Participation and sustainability
Reichert of the Bundeskunsthalle believes that NFTs should explore participation and how one thinks about the concept of art ownership. This year, the curator presented an NFT project by the art collective Cercle d’Art des Travailleurs de Plantation Congolaise (CAPTA), founded by workers in Lusanga, Congo, in collaboration with Dutch artist Renzo Martens.
The band minted 300 NFTs of the “Balot” sculpture. The sculpture was made in 1931 by the Pende, an ethnic group from the Democratic Republic of Congo, in an effort to banish the ghost of Belgian colonial official Maximilien Balot who had committed atrocities and was eventually beheaded.
The original sculpture is now in a museum in Virginia, while the NFTs that CAPTA and Renzo Martens made were sold at Art Basel in 2022. The money generated from the sales went directly to the former oil plantation of palm in Lusanga. “This action creates measurable effects, namely the possibility of buying back land”, specifies Reichert.
The land is not only bought, but also replanted and cultivated, and generates local income. The action, on the other hand, focuses on how the sculpture, which the Pendes view to this day as a figure of power, came to a museum in Virginia through a European art dealer.

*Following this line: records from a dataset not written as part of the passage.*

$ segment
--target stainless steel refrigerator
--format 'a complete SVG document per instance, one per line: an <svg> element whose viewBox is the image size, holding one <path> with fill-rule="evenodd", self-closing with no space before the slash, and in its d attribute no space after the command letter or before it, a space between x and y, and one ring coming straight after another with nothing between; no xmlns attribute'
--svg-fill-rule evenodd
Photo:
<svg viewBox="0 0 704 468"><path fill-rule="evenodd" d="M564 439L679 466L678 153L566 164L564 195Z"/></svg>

Along with buying back land and developing sustainable agriculture, the collective is using the revenue to bring culture back to Lusanga. Maybe one day the “Balot” will come back too.
These are actually the really interesting questions about ownership, Reichert argues. “What does the Virginia Museum actually have? Is the authority of the museum greater or that of the people of the area today, who want to restore it to its original function?” For the curator, it’s more interesting than revisiting the idea of art as currency, as in Hirst’s project.